En lugar de utilizar etiquetas excesivamente generales, es mejor hablar de forma específica acerca de qué apoyos necesita cada persona autista y cuándo. Cuando no sepas cómo dirigirte a alguien en el espectro, pregunta directamente si prefiere un lenguaje que anteponga a la persona (persona con autismo) o una terminología que anteponga la identidad (persona autista). Los niños mayores o sus padres también pueden aclarar cuáles son sus necesidades específicas de apoyo. Esto suele surgir con mayor frecuencia en el contexto de las reuniones escolares y de los programas de educación individualizados (IEP). Ser lo más específicos posible garantizará que el estudiante reciba las adaptaciones que mejor se adapten a sus necesidades.

Los términos “autismo de alto funcionamiento” o “autismo de bajo funcionamiento” pueden parecer una forma conveniente de indicar el grado de afectación de alguien. Sin embargo, se trata de una simplificación excesiva que podría parecer una crítica y dar lugar a suposiciones erróneas sobre una persona.

Preguntas frecuentes

¿Qué es el autismo de alto funcionamiento?

El autismo de alto funcionamiento es un término no oficial utilizado para describir a las personas autistas con un coeficiente intelectual promedio a alto y que tienen necesidades de apoyo bajas. Con frecuencia se refiere a lo que antes se conocía como síndrome de Asperger, pero no es un diagnóstico oficial.

¿Cuáles son los síntomas del autismo de alto funcionamiento?

Los síntomas del autismo en niños menores de 3 años pueden incluir no responder a su nombre, evitar las demostraciones de afecto, mostrar poco interés en compartir o señalar objetos y preferir jugar a solas.

Los niños mayores pueden tener dificultades para mantener conversaciones, evitar el contacto visual, tener dificultad para interpretar el lenguaje corporal, comprender las emociones, preferir jugar a solas y evitar las demostraciones de afecto.

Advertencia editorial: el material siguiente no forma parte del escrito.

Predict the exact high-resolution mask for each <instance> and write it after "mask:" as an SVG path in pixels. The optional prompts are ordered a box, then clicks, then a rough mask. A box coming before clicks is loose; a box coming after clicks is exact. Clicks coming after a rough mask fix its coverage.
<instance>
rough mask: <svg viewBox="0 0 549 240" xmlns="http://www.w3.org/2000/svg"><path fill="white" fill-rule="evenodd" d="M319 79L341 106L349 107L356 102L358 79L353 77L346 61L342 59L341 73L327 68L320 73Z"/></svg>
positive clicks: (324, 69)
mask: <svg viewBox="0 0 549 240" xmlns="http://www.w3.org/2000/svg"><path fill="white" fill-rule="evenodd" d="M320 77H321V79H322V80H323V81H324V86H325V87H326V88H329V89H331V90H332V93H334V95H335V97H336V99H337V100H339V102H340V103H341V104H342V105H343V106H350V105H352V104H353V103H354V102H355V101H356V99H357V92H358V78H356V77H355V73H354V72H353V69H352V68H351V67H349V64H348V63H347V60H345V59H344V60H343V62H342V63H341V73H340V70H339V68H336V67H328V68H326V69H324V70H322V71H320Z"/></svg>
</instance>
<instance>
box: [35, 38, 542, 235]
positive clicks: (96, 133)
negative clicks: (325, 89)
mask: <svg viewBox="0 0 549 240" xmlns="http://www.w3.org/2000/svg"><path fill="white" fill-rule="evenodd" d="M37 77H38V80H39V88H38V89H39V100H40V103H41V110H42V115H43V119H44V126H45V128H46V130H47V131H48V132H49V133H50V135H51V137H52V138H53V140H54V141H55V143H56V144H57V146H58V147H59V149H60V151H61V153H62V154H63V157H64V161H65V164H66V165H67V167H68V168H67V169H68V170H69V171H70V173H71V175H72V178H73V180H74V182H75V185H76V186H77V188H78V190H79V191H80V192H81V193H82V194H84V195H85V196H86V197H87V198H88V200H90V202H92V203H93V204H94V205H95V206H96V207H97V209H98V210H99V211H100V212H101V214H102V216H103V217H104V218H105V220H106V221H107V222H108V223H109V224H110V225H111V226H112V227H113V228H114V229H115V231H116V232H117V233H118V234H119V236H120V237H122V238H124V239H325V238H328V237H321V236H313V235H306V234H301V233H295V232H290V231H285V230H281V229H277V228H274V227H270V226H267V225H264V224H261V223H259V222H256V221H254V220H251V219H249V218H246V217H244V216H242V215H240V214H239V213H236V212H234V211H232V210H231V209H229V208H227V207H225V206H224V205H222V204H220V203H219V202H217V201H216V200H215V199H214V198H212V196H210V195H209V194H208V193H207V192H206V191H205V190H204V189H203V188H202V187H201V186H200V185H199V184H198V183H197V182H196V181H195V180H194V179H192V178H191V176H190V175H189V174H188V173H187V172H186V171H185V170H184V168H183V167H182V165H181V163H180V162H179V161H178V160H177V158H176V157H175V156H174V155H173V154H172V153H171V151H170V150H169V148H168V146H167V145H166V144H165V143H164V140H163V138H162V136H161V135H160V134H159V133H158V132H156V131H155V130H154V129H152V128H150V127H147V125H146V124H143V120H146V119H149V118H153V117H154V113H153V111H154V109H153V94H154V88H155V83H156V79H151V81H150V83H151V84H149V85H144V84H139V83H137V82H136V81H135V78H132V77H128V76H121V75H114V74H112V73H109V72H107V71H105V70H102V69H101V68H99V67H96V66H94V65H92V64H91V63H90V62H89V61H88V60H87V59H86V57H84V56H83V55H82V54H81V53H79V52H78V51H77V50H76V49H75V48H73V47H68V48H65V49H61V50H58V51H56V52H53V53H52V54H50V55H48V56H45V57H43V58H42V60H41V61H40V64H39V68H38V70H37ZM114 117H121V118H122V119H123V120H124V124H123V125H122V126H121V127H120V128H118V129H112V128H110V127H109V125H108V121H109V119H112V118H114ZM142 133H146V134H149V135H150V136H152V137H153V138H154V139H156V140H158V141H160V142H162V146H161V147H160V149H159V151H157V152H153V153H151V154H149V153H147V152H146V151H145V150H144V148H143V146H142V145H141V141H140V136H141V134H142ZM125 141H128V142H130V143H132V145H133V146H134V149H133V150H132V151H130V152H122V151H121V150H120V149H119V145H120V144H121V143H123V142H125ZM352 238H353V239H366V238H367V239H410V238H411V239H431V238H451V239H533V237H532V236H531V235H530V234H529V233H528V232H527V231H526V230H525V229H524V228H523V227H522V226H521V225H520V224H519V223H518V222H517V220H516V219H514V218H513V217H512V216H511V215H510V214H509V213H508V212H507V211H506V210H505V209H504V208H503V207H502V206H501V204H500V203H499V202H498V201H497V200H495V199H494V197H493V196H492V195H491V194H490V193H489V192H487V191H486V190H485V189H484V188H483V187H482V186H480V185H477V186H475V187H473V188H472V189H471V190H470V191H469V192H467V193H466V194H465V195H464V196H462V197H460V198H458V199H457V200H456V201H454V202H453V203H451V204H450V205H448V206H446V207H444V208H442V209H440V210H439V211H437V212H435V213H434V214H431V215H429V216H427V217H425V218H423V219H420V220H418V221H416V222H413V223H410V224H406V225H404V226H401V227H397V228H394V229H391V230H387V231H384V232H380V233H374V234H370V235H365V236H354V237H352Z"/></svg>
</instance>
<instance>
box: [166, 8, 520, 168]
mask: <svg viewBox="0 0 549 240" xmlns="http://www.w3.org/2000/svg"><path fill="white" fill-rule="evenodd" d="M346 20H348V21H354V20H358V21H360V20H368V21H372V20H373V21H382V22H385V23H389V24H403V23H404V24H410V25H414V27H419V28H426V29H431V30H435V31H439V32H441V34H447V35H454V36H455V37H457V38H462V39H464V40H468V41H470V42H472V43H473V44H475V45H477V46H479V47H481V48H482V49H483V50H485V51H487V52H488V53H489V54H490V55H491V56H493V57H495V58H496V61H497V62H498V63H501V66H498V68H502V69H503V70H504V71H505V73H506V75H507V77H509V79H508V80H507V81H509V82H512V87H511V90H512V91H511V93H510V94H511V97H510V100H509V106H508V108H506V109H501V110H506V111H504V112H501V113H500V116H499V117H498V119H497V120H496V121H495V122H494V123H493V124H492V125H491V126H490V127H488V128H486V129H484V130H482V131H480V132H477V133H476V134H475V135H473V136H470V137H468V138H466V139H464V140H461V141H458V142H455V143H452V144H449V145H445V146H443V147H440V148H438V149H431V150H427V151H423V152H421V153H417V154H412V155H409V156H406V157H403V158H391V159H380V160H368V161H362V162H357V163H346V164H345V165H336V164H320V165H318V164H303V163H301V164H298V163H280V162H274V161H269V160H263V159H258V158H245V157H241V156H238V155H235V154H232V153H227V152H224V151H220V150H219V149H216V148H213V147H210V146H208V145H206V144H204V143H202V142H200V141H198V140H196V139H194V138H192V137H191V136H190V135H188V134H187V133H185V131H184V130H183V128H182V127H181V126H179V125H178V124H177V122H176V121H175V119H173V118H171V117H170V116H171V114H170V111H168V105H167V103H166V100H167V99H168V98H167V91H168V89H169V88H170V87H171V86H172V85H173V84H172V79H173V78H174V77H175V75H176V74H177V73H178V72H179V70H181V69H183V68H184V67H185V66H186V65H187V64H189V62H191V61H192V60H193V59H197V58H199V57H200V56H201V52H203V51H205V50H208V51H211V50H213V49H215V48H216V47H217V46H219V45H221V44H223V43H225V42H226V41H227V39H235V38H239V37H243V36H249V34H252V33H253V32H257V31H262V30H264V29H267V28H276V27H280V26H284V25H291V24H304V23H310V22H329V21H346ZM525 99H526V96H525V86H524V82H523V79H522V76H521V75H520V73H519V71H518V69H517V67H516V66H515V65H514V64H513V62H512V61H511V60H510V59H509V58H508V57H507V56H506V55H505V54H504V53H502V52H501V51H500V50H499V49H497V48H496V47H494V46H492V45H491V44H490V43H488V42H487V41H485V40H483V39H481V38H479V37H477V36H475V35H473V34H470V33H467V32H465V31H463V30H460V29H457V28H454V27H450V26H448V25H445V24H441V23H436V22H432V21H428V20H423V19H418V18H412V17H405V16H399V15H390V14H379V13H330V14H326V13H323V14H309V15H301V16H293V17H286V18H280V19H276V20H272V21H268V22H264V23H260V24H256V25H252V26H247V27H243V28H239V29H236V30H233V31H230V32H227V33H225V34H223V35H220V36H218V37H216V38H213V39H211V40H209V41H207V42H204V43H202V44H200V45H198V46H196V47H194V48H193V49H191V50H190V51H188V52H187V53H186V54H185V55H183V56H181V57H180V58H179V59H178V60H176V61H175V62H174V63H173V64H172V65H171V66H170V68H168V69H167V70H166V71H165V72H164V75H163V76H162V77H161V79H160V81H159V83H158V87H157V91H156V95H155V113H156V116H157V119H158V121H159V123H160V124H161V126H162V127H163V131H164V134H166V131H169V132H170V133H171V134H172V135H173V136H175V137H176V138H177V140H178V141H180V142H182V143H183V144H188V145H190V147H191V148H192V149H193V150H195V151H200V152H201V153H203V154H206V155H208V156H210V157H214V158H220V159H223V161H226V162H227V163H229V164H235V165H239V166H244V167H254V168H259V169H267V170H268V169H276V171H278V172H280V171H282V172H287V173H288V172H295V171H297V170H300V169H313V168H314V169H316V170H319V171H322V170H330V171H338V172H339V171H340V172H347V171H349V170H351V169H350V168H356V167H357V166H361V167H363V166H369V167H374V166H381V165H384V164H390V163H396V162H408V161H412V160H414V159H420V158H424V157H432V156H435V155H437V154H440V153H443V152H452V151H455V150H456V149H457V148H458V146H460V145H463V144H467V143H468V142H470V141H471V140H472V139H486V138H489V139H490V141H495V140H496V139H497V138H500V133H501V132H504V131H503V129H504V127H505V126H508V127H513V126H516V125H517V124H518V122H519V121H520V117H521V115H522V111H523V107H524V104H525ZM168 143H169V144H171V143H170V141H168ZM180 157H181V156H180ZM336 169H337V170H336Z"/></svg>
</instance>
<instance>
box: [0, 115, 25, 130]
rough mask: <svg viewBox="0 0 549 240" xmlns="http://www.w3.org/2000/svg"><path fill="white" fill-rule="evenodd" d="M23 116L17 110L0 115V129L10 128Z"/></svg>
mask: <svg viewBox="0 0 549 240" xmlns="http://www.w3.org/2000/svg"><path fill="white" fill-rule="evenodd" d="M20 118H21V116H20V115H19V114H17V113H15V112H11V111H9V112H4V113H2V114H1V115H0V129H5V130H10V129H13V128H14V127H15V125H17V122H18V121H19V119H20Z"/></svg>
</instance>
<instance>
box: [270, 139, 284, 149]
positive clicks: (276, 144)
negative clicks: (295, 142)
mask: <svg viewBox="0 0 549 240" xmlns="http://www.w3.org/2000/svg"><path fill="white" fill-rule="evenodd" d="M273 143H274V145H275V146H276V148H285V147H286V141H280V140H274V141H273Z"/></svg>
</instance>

¿Por qué se desaconseja el uso de etiquetas como “autismo de alto y bajo funcionamiento”?

Estas etiquetas se pueden sentir como una crítica y dar lugar a suposiciones inexactas. Además, no reflejan la complejidad de los retos diarios que enfrentan las personas ni sus necesidades de apoyo variables. En lugar de utilizar etiquetas excesivamente generales, es mejor hablar de forma específica sobre qué tipo de apoyo necesita cada persona autista y cuándo.

Última revisión o actualización: 25 de agosto de 2025.